Christiane, in her posting of 31st October 2006, reported that "expressed_as_such" had caused some confusion within the HTAP community:
>
>There was a comment on the mercury variables by Chris Holmes on the wiki
>page, which I copy here with my comments from
>http://wiki.esipfed.org/index.php/Talk:CF_Standard_Names_->_Proposed_names_for_TF_HTAP
>
> > For example:
> > surface_dry_deposition_mass_flux_of_divalent_mercury_expressed_as_such
> >
> > Does this mean that the corresponding variable gives the mass of the
> > divalent mercury compound that is dry deposited? Rather than the mass
> > of mercury within the deposited mercury compound?
> >
>
> I meant to refer to the mass of mercury within the deposited mercury
> compound, but is this appropriate?
>
In the same posting Christiane gave other examples of confusion arising from the use of "expressed_as_such". Given that members of the community for whom these standard names are being created are not entirely sure of their meaning I propose that the construction "expressed_as_such" should not be used.
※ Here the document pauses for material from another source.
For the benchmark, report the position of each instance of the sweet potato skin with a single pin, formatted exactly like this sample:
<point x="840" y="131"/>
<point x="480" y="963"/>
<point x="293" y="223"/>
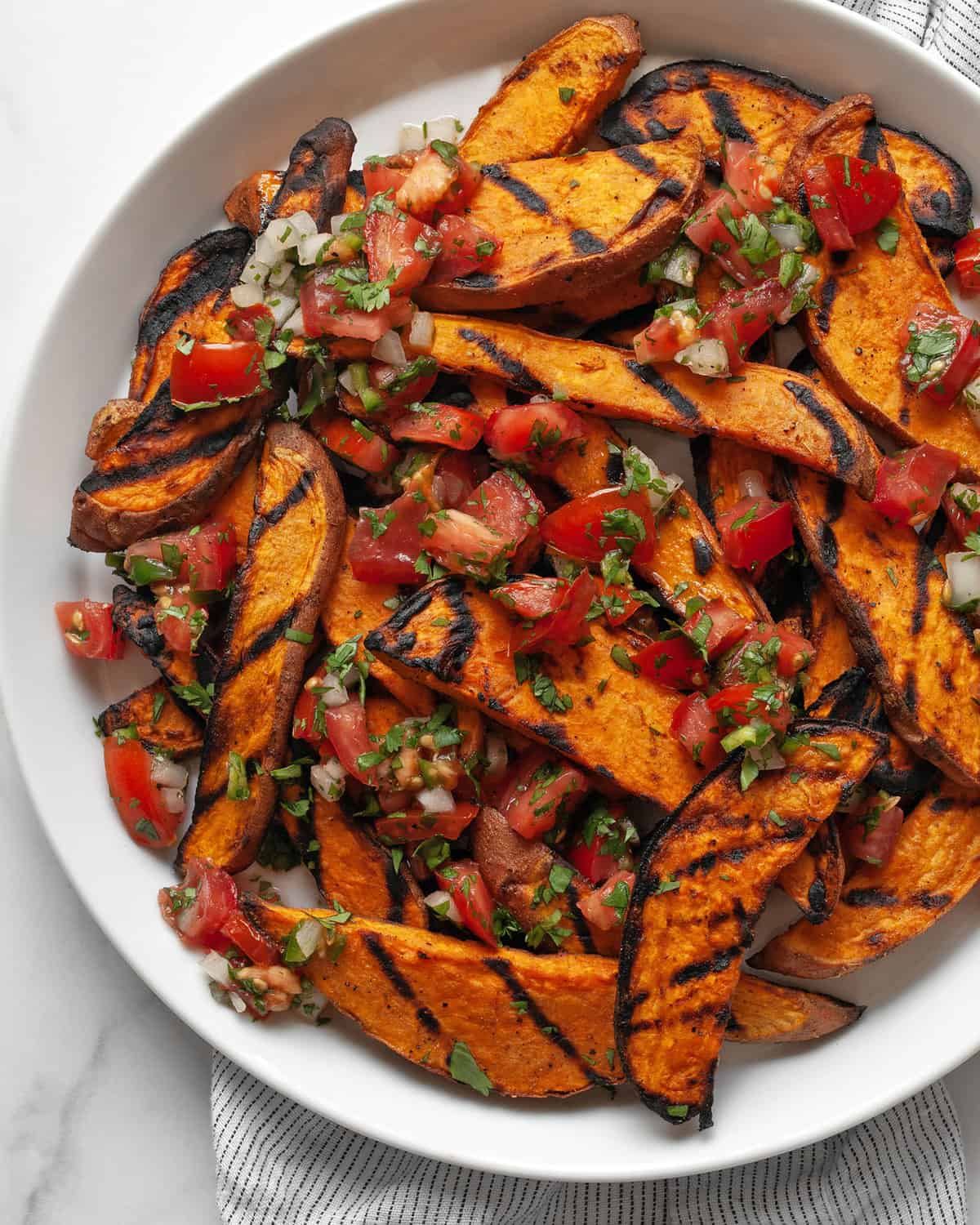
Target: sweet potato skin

Instead, standard names should use the construction "X_expressed_as_Y" when X=Y. This will, on occasion, result in some fairly long names but I think that is infinitely preferable to having potential misinterpretations of the data. It also has the advantage that names will be constructed more consistently regardless of whether X and Y are the same or different species. Your comments are invited!

(c) When should "X_expressed_as_Y" when X=Y be included in a name?
Christiane (31st October 2006) wrote:
>
>I find the terms X_expressed_as_Y, or X_expressed_as_such, if X=Y very
>clear, but I am not sure when to apply it, because there is also just X.
>For example should it be dust_dry_aerosol or
>dust_expressed_as_such_dry_aerosol? In contrast to
> e.g. dust_expressed_as_silicate_dry_aerosol.
>
Jonathan (15th November 2006) suggested a pragmatic approach to this issue when considering the example of surface_dry_deposition_mass_flux_of_particulate_organic_matter_dry_aerosol_expressed_as_mass_of_particulate_organic_matter:
>
> could particulate_organic_matter_dry_aerosol be expressed as anything
> other than particulate_organic_matter_dry_aerosol? What alternatives are
> there? This may be a different situation from
> carbon_dioxide_expressed_as_carbon or expressed_as_carbon_dioxide, when
> there is an obvious ambiguity.
>
I agree with Jonathan on this. If a species is unlikely ever to be expressed as another then we could agree to omit from the name "expressed_as" and whatever follows. This, in some cases at least, will lead to shorter names. I would need to rely on Christiane's guidance on whether it is safe to omit "expressed_as" for any given species as I do not have any expertise in the field of aerosols and chemistry. Once again, your comments are invited.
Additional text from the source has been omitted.